Nous nous sommes posé la question d'un service public de l'efficacité énergétique, l'idée étant d'apporter des services utiles à la population. Dans les dispositifs qui ont été mis en place depuis 2017, je crois qu'il y a l'idée d'afficher un tournant avec ce qui se faisait avant, pour dire qu'on fait mieux qu'avant. Mais en réalité, le tournant est dans les obligations nouvelles liées à la loi « Climat et résilience » du 22 août 2021. Les objectifs et les obligations nouvelles que cette loi définit sont intéressants, mais la question posée est celle des moyens pour la mise en oeuvre. Comme ministre, je n'étais pas favorable à l'interdiction de louer les logements de classe énergétivore, parce que les DPE de l'époque n'étaient pas fiables du tout - on pourra discuter pour savoir si ceux d'aujourd'hui le sont, mais il est certain qu'alors, ils ne l'étaient pas - et parce que j'ai toujours craint que les logements interdits de location, se retrouvent sur le marché non déclaré, de la main à la main, à destination des plus précaires. Le débat est ancien, nous l'avions déjà en 2015 ; la loi « Climat et résilience » pose une interdiction, mais son étude d'impact est défaillante sur le point de savoir combien de logements seront concernés. Nous sommes cinq ans plus tard, et le problème est encore devant nous. D'abord, la mise en place du nouveau DPE est un véritable fiasco, il est trop complexe - je vous le dirai plus en détail comme présidente de l'USH, nous manquons toujours d'outils fiables pour évaluer la performance énergétique et la rénovation. Mais il y a aussi le fait que le délai restant, environ 18 mois, est bien court pour faire les travaux nécessaires à passer d'un indice G à E : que va-t-il se passer, concrètement, au 1er janvier 2025, pour les gens qui auront découvert cette année que leur logement est en classe G ? Des objectifs ambitieux créent certes une dynamique, mais il faut aussi du réalisme, on parle d'une révolution qui consiste à sortir de l'indécence des millions de logements. On a besoin d'accompagnement, il faut du temps entre le diagnostic et le terme des travaux de rénovation, c'est aussi pourquoi il faut que les dispositifs d'intervention soient stables et pérennes.

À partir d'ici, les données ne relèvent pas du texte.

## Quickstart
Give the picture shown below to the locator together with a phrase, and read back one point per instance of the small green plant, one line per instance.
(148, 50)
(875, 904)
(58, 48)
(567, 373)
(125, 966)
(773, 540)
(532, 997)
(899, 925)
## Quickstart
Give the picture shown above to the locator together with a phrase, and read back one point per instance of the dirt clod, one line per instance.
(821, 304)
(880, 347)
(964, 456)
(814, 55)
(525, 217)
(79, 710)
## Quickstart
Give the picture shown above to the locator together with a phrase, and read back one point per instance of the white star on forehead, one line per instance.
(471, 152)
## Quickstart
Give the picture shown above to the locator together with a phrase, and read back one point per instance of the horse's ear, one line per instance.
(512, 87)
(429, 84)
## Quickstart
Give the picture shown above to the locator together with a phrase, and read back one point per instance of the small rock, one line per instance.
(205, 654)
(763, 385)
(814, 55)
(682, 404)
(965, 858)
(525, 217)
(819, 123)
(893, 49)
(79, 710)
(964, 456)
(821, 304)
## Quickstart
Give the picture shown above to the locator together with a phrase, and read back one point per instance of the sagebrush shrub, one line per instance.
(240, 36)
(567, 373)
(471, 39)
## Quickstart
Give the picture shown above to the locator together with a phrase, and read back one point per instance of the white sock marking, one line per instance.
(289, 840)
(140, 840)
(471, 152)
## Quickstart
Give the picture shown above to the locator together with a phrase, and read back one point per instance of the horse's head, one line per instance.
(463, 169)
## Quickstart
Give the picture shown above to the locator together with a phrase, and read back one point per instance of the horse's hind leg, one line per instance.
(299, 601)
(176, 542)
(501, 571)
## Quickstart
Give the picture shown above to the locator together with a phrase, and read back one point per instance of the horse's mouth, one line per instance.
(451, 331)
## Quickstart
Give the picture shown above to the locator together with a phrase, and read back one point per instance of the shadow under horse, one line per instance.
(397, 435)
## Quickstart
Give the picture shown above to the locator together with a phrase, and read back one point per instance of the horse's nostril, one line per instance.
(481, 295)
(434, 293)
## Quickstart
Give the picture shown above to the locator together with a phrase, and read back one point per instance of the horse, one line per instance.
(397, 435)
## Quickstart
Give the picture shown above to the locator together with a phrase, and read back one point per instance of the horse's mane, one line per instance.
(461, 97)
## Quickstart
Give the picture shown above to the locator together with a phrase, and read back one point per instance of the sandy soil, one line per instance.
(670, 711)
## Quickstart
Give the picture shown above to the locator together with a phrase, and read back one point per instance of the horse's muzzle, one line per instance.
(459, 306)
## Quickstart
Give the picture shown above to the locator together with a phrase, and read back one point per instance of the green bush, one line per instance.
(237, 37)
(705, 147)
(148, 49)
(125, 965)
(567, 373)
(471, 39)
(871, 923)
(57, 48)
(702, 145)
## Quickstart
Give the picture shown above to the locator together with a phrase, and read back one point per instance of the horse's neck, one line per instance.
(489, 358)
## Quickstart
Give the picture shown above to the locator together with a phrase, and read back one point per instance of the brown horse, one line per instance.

Je n'ai pas de réponse sur la comparaison entre la labellisation des entreprises, comme nous le faisons avec la mention RGE, et la labellisation des types de travaux de rénovation. La mention RGE n'est pas arrivée par hasard, elle résulte du besoin que nous avions de passer par les entreprises, et que les entreprises, qui sont souvent de très petite taille dans le bâtiment, forment leurs salariés, nous avions besoin que les artisans se forment à la rénovation énergétique, nous avions aussi pensé recourir à des plateformes locales pour que les artisans améliorent leur geste et maîtrisent les matériaux de la rénovation, y compris par de la mutualisation. La mention RGE fait débat, moins d'entreprises qu'avant s'y inscriraient, il faut interroger les fédérations professionnelles pour savoir si elles incitent les entreprises à le faire, et sinon pourquoi, en tout cas l'objectif était bien la qualification des professionnels à la maîtrise de la rénovation - c'est un enjeu essentiel, on le voit dans l'augmentation des primes d'assurance en dommages ouvrages, liée au fait que les malfaçons se sont multipliées. Nous allons devoir aussi affronter le fait que, pour massifier la rénovation thermique, il va falloir standardiser certaines pratiques, ce qui est possible pour certains bâtiments mais pas pour d'autres - on le voit dans d'autres pays, où le bâti est plus récent et plus homogène qu'en France -, la massification suppose une répétition du geste, c'est un défi.